Although it's only yesterday I started this line of thought, I'm finding it hard to call to mind what I intended to say. This is perhaps true of most of my blogs. Their apparent pointlessness lurks in the middle ground of consciousness.
There were nine of us present at the meeting; I was the only man. We had a reflective exercise, a bit like Scrabble, where we were asked to complete a grid with words we associated with compassion. Mine included humour, mischief. These went down well with the others in the group. Other words that came up (not mine, particularly) were love, acceptance, empathy and courage. To me this sounded like a list of "the usual suspects". My own view is that compassion is neither any of the attributes we put upon it, nor is it anything we do; far less is it something we can conjure forth by trying to be brave, or practising empathy. In this sense, it is reductive and unhelpful to label it. Like the butterfly in the metaphor, if you pin it to the board you destroy it.
At the same time, the exercise was indirectly helpful, and that was its intention. Dialogue flows in any group that enters into open-minded meditativeness, and this one did. We enter a stream of meaning that is not the product of any words exchanged, and in some way the consciousness of each is subtly transformed: this is, of course, an assertion of mine, but it does represent what I experience, and I trust it.
At some point I was aware of the significance of the truth that, if we are to show compassion to others, we need first to show compassion to ourselves. I have often struggled with this injunction. How to do it? Do I say "I love you, Peter"? Who is this "I" that says it? I've tried it, tried to grasp the significance of showing myself compassion, and failed utterly.
Then the penny dropped. While I was away at Nuneham Courtenay last November (on a kind of Brahma Kumaris training weekend-cum-retreat) I had one of those 'find-a-sixpence' moments of personal transcendence that we sometimes get out of the blue and unasked-for.
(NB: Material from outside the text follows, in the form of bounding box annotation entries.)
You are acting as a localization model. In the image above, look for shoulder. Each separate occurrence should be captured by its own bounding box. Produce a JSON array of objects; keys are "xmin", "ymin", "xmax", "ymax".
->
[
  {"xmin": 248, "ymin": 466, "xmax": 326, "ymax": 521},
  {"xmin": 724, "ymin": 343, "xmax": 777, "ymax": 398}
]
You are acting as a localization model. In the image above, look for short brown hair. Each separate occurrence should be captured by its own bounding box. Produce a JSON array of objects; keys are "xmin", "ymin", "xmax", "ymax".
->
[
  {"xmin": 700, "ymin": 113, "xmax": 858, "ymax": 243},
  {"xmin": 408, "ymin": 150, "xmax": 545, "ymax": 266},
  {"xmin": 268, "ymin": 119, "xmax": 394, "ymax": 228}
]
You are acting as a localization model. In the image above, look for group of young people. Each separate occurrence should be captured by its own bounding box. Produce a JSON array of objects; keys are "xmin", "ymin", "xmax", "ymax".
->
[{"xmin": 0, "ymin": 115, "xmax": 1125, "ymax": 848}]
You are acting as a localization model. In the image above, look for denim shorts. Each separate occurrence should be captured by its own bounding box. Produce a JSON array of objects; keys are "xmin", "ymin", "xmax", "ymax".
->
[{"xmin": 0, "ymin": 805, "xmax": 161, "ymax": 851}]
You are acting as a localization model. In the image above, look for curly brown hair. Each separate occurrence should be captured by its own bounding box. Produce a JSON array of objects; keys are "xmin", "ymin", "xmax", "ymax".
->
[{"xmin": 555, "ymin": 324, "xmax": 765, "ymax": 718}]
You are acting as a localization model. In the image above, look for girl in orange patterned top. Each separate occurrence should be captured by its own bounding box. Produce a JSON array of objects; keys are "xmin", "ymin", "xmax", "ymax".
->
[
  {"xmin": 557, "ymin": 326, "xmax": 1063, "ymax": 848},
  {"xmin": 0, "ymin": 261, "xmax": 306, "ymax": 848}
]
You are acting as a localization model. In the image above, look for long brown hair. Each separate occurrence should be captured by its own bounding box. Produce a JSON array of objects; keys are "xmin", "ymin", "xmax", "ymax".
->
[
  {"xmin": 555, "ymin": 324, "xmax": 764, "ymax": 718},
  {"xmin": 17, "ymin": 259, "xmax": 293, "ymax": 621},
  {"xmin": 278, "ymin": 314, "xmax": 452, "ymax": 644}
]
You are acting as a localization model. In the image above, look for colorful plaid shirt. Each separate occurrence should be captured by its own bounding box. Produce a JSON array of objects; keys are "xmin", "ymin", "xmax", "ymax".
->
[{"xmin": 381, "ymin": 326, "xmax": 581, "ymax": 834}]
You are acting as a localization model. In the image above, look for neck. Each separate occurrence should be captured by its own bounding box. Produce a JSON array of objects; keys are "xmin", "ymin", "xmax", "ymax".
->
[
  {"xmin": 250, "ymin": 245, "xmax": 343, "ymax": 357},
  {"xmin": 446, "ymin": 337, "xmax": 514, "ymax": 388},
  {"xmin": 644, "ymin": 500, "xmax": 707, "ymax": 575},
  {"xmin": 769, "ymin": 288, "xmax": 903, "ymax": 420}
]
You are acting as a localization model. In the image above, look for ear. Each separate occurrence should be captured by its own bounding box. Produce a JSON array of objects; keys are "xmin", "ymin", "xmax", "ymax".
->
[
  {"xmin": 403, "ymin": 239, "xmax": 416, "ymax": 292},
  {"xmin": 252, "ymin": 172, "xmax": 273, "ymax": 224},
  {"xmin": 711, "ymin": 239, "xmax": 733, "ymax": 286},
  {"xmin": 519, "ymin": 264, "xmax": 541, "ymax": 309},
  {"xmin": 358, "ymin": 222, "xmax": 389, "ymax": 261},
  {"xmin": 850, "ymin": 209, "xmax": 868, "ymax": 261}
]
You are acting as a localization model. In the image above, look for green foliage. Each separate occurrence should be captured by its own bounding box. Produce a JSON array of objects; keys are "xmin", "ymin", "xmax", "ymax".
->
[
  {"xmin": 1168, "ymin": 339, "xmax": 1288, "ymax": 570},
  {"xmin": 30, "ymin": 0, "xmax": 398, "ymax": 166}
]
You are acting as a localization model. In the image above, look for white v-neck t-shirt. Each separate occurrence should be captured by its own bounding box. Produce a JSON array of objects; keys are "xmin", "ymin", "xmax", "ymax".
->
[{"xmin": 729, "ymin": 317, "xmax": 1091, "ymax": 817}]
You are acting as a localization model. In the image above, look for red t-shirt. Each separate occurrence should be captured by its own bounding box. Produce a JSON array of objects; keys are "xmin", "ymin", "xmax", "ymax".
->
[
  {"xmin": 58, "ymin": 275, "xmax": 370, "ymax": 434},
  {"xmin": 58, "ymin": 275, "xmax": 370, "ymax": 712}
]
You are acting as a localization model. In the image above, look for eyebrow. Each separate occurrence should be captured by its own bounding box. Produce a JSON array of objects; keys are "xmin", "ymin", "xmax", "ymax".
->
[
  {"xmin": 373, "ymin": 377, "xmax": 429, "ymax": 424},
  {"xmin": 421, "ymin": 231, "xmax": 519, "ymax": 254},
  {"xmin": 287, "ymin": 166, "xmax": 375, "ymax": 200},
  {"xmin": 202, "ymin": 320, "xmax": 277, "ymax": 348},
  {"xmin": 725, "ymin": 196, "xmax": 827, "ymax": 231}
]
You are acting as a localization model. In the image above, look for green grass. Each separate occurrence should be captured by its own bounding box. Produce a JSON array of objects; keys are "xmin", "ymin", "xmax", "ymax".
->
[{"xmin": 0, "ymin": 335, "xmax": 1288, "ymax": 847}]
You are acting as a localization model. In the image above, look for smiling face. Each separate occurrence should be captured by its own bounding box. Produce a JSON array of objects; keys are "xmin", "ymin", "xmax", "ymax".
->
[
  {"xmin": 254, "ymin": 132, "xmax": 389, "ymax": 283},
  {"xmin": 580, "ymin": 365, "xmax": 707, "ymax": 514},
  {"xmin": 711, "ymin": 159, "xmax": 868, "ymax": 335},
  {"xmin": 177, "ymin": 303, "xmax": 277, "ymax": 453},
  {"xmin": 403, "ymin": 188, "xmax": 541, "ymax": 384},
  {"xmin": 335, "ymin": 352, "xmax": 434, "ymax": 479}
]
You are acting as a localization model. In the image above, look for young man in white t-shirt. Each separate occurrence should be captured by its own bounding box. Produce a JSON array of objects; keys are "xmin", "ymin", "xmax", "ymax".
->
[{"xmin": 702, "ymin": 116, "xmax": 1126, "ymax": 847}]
I was gazing at a green jade jar on a plinth. I can't really recollect what was going on around me, it was a seminar or group discussion of some sort. I was thinking of commitment, I don't remember why. There grew in me a new conviction about commitment that turned the world on its head. When I say "grew in me" it was a bit like a bubble of awareness that expanded in consciousness, I could almost feel its steady expanding pressure. I had always shunned commitment to anything, marriage, Buddhism, everything. Perhaps only nursing had secured a kind of grudging commitment, but only just. I saw commitment as as trap, a prison, something that restricted and bound me.
Looking at the vase, and as the bubble expanded, I knew that commitment was not a prison, but a vast inviting spaciousness, an unboundaried prospect of unspeakably joyous opportunity, a shining Truth that beheld me as the father his prodigal son. I had indeed come home to myself. My "old" long-held proposition about commitment being a prison was a little shrivelled thing, dead, pathetic. I felt a little sorry for it, but no real regret. It had been "mine", but I had no more need of it; I had stepped out of it.
I think, indeed I know that was compassion visiting me. Myself pouring out compassion on myself. Where was I in all this? Nowhere, of course, and everywhere.
The actual vase referred to is pictured above, the nearer vase of the pair.